# Que hacer con una pantalla lcd,  que no se usa?



## zaylets (May 15, 2009)

Hola a todos, me dedico a la reparacion de computadoras y notebooks basicamente, por lo general siempre van quedando algunas pantallas de notebooks antiguas que se apilan y apilan y apilan, y la idea seria en ocuparla en algo novedoso y he buscado en internet, alguna forma de reocuparlas, pero no he encontrado nada. 

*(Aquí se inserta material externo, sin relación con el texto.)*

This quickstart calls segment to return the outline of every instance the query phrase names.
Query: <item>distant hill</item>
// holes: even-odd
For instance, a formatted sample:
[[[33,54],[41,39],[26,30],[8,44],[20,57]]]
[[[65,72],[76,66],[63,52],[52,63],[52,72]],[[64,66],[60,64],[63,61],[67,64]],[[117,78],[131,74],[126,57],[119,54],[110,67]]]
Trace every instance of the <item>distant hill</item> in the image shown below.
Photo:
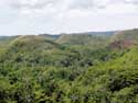
[[[138,30],[134,28],[117,32],[115,35],[113,35],[110,42],[110,46],[119,48],[138,45]]]

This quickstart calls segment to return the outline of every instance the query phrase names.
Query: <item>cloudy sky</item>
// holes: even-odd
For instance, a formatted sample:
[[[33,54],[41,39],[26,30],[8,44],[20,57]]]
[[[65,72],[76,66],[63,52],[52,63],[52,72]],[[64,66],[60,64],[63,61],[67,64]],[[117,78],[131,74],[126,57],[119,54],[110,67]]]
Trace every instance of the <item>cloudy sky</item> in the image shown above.
[[[138,27],[138,0],[0,0],[0,35]]]

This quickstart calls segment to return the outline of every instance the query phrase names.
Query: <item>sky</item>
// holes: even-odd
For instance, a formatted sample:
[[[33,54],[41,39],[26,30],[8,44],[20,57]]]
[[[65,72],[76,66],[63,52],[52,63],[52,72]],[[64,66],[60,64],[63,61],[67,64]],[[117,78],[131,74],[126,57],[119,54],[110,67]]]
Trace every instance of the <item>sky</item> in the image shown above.
[[[138,0],[0,0],[0,35],[138,27]]]

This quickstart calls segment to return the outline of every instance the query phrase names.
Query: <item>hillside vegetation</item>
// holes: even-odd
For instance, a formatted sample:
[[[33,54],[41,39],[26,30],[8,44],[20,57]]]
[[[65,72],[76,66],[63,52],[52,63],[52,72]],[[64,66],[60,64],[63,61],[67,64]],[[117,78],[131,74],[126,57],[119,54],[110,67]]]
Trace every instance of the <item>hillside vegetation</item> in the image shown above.
[[[110,33],[0,37],[0,103],[138,103],[138,30]]]

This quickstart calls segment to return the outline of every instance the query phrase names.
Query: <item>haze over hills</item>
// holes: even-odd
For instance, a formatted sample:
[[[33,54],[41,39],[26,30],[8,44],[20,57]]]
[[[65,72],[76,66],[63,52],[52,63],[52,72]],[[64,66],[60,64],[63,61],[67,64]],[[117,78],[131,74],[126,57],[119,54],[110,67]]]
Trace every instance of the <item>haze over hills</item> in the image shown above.
[[[138,103],[138,30],[0,37],[0,103]]]

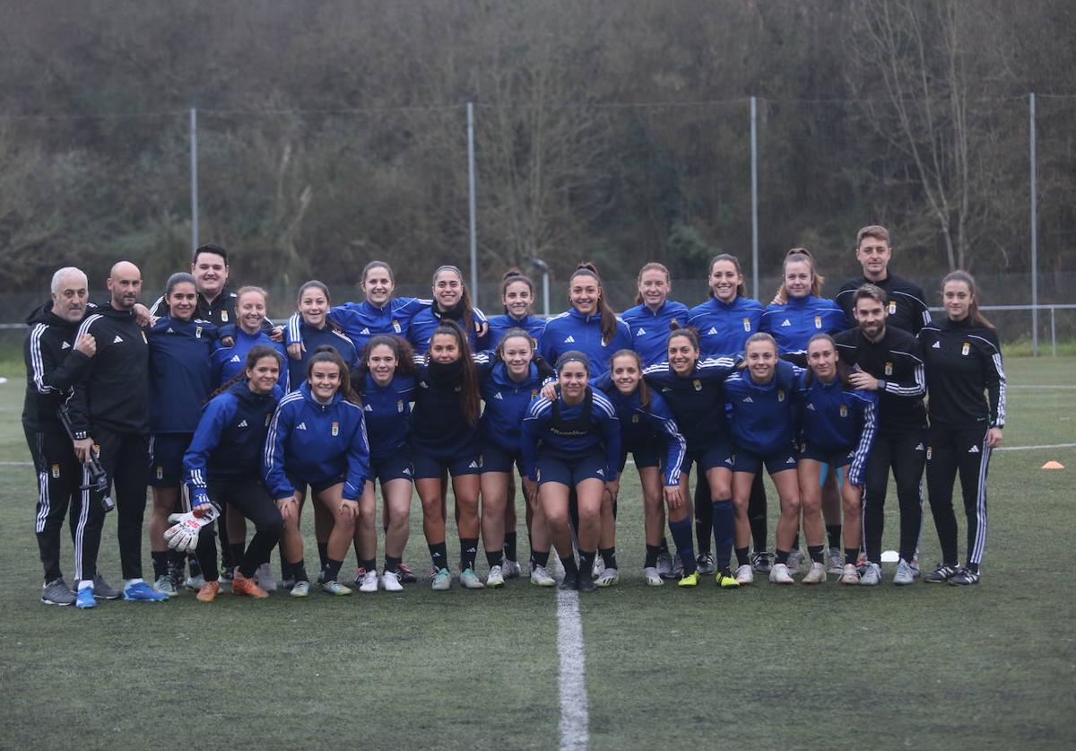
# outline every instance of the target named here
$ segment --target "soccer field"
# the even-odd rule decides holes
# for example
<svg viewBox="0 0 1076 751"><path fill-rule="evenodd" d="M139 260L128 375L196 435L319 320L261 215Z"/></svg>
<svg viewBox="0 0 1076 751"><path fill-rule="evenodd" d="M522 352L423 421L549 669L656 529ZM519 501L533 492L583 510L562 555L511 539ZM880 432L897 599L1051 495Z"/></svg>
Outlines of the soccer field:
<svg viewBox="0 0 1076 751"><path fill-rule="evenodd" d="M621 583L579 598L581 639L576 596L526 579L500 591L437 593L421 578L395 595L45 607L25 380L11 378L0 385L0 748L1072 748L1076 358L1013 358L1006 372L978 586L895 587L886 565L869 589L833 578L647 587L628 467ZM1066 469L1040 470L1049 459ZM888 548L895 510L891 488ZM421 515L415 501L406 559L425 572ZM776 518L770 492L770 537ZM962 510L958 520L963 548ZM101 568L116 584L114 529L112 514ZM70 582L69 542L65 532ZM148 571L147 544L143 556ZM939 559L929 512L921 559Z"/></svg>

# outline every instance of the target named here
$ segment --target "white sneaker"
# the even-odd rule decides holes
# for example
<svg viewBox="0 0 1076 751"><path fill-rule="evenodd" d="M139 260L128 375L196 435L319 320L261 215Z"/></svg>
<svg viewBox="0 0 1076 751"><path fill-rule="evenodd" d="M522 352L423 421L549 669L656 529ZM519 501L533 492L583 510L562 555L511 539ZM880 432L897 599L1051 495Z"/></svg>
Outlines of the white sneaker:
<svg viewBox="0 0 1076 751"><path fill-rule="evenodd" d="M378 572L372 568L363 575L363 581L358 583L358 591L363 593L370 593L378 591Z"/></svg>
<svg viewBox="0 0 1076 751"><path fill-rule="evenodd" d="M597 579L605 571L605 561L600 555L594 556L594 572L591 575L591 579Z"/></svg>
<svg viewBox="0 0 1076 751"><path fill-rule="evenodd" d="M484 590L485 584L482 580L478 578L475 573L473 568L465 568L459 572L459 583L463 584L465 590Z"/></svg>
<svg viewBox="0 0 1076 751"><path fill-rule="evenodd" d="M549 576L544 566L530 567L530 583L535 586L556 586L556 579Z"/></svg>
<svg viewBox="0 0 1076 751"><path fill-rule="evenodd" d="M841 584L859 584L860 569L855 568L855 564L845 564L845 568L841 570L840 579L838 581Z"/></svg>
<svg viewBox="0 0 1076 751"><path fill-rule="evenodd" d="M916 583L916 575L911 572L911 564L901 558L896 564L896 573L893 575L893 583L897 586Z"/></svg>
<svg viewBox="0 0 1076 751"><path fill-rule="evenodd" d="M385 592L402 592L400 577L396 571L385 571L381 575L381 589Z"/></svg>
<svg viewBox="0 0 1076 751"><path fill-rule="evenodd" d="M736 569L736 581L739 582L740 586L754 583L754 569L751 564L744 564Z"/></svg>
<svg viewBox="0 0 1076 751"><path fill-rule="evenodd" d="M254 583L266 592L277 591L277 577L273 576L269 564L265 563L258 566L258 570L254 572Z"/></svg>
<svg viewBox="0 0 1076 751"><path fill-rule="evenodd" d="M839 577L845 570L845 554L840 552L839 548L831 548L825 557L829 564L825 572Z"/></svg>
<svg viewBox="0 0 1076 751"><path fill-rule="evenodd" d="M672 578L672 556L669 553L657 554L657 567L654 569L662 579Z"/></svg>
<svg viewBox="0 0 1076 751"><path fill-rule="evenodd" d="M798 548L796 550L789 552L789 562L785 564L789 567L789 576L795 576L799 573L799 569L803 567L804 553Z"/></svg>
<svg viewBox="0 0 1076 751"><path fill-rule="evenodd" d="M612 586L620 581L620 571L615 568L607 568L601 571L601 576L594 580L598 586Z"/></svg>
<svg viewBox="0 0 1076 751"><path fill-rule="evenodd" d="M769 569L769 581L773 584L795 584L796 580L789 573L787 564L774 564Z"/></svg>
<svg viewBox="0 0 1076 751"><path fill-rule="evenodd" d="M844 571L845 567L841 566L840 570ZM821 584L825 581L825 564L811 561L810 570L807 571L807 576L803 578L804 584Z"/></svg>

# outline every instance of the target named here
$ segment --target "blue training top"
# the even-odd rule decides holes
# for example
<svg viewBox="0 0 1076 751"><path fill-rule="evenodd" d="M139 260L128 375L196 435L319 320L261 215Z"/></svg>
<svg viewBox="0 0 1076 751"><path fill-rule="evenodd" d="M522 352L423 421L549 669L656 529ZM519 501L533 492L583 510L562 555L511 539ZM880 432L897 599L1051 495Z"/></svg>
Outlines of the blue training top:
<svg viewBox="0 0 1076 751"><path fill-rule="evenodd" d="M750 297L722 302L711 297L691 309L688 325L698 331L698 348L704 357L738 355L752 334L761 330L762 303Z"/></svg>
<svg viewBox="0 0 1076 751"><path fill-rule="evenodd" d="M261 473L273 498L295 493L288 474L311 484L345 476L343 497L357 500L370 477L363 408L340 392L323 405L303 383L277 406L266 436Z"/></svg>
<svg viewBox="0 0 1076 751"><path fill-rule="evenodd" d="M620 469L620 420L617 410L601 392L587 388L590 398L578 405L564 403L557 389L557 409L562 423L583 424L585 427L564 430L553 420L553 402L540 397L532 402L523 420L523 473L530 480L538 479L538 455L572 460L601 448L605 449L605 481L617 479ZM590 414L586 414L587 405Z"/></svg>
<svg viewBox="0 0 1076 751"><path fill-rule="evenodd" d="M848 481L862 485L877 431L878 395L844 386L838 378L822 383L812 376L810 383L802 386L798 400L803 403L799 437L825 452L853 449Z"/></svg>
<svg viewBox="0 0 1076 751"><path fill-rule="evenodd" d="M150 431L194 433L202 402L216 384L210 356L216 326L165 316L146 335L150 344Z"/></svg>
<svg viewBox="0 0 1076 751"><path fill-rule="evenodd" d="M657 310L646 304L628 308L620 314L632 331L632 349L639 353L642 366L668 359L668 338L675 321L679 327L688 325L688 306L665 300Z"/></svg>
<svg viewBox="0 0 1076 751"><path fill-rule="evenodd" d="M609 360L614 352L632 349L632 332L621 318L617 318L617 331L611 341L601 338L601 315L583 315L571 308L546 322L546 331L538 344L538 354L550 365L570 350L579 350L591 362L591 376L600 376L609 370Z"/></svg>
<svg viewBox="0 0 1076 751"><path fill-rule="evenodd" d="M239 381L206 405L183 455L187 484L204 490L207 482L260 479L266 433L283 397L280 386L255 394Z"/></svg>

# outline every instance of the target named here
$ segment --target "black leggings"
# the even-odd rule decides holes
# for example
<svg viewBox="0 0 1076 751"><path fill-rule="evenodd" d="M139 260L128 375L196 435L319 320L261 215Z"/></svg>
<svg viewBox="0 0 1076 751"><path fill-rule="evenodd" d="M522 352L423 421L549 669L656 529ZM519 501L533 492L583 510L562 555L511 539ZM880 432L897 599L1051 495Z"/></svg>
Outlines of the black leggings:
<svg viewBox="0 0 1076 751"><path fill-rule="evenodd" d="M886 523L886 490L889 470L893 469L896 500L901 508L901 557L911 561L923 528L923 465L926 463L925 436L903 438L879 436L870 448L863 493L863 548L870 563L881 563L881 536ZM951 482L950 482L951 485Z"/></svg>
<svg viewBox="0 0 1076 751"><path fill-rule="evenodd" d="M987 547L987 469L991 449L987 448L986 431L981 425L931 425L926 437L926 490L942 544L942 562L954 566L958 561L952 487L959 472L967 518L967 563L977 567Z"/></svg>
<svg viewBox="0 0 1076 751"><path fill-rule="evenodd" d="M206 488L209 497L220 508L230 505L254 523L254 537L246 545L243 559L237 562L239 572L244 577L254 576L258 566L269 559L269 553L280 541L284 520L280 510L260 480L239 480L235 482L210 482ZM225 523L224 515L217 520ZM216 567L216 535L214 524L202 528L198 535L198 550L195 552L206 581L216 581L221 573Z"/></svg>

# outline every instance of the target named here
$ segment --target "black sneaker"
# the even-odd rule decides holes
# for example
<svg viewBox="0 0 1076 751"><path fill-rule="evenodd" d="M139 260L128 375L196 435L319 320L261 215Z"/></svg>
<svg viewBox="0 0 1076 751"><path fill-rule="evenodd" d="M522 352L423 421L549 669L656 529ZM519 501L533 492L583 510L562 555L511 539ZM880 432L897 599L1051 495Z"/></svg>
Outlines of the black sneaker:
<svg viewBox="0 0 1076 751"><path fill-rule="evenodd" d="M928 584L944 584L963 570L960 566L946 566L942 564L923 577L923 581ZM975 577L975 580L979 580L978 576Z"/></svg>
<svg viewBox="0 0 1076 751"><path fill-rule="evenodd" d="M973 571L969 568L962 568L959 571L957 571L957 573L953 575L952 578L949 579L949 583L955 584L957 586L967 586L968 584L978 584L979 576L980 573L978 571Z"/></svg>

Si a alguien se le ocurre algo que postee.


----------



## luisgrillo (May 15, 2009)

puedes sacarle las lamparas que tienen, con todo y circuiteria para hacerte una lampara de mesa


----------



## jalva (May 20, 2009)

Por mas que he buscado no puedo encontrar el pinout de esos lcd's y mucho menos algun protocolo para poder controlarlo con un pic , por ejemplo. Algunos de ellos son verdadero misterio ya que si existe una hoja de datos, casi seguro está en chino


----------



## Tacatomon (May 20, 2009)

Es como buscarle tres pies al gato. Los datasheets deben de existir... pero del japoner te vas a acordar...
Otra seria buscar sus hojas de aplicacion o Flyer o algo así. Para algo deben de servir, aunque den luz blanca.

Suerte y saludos.


----------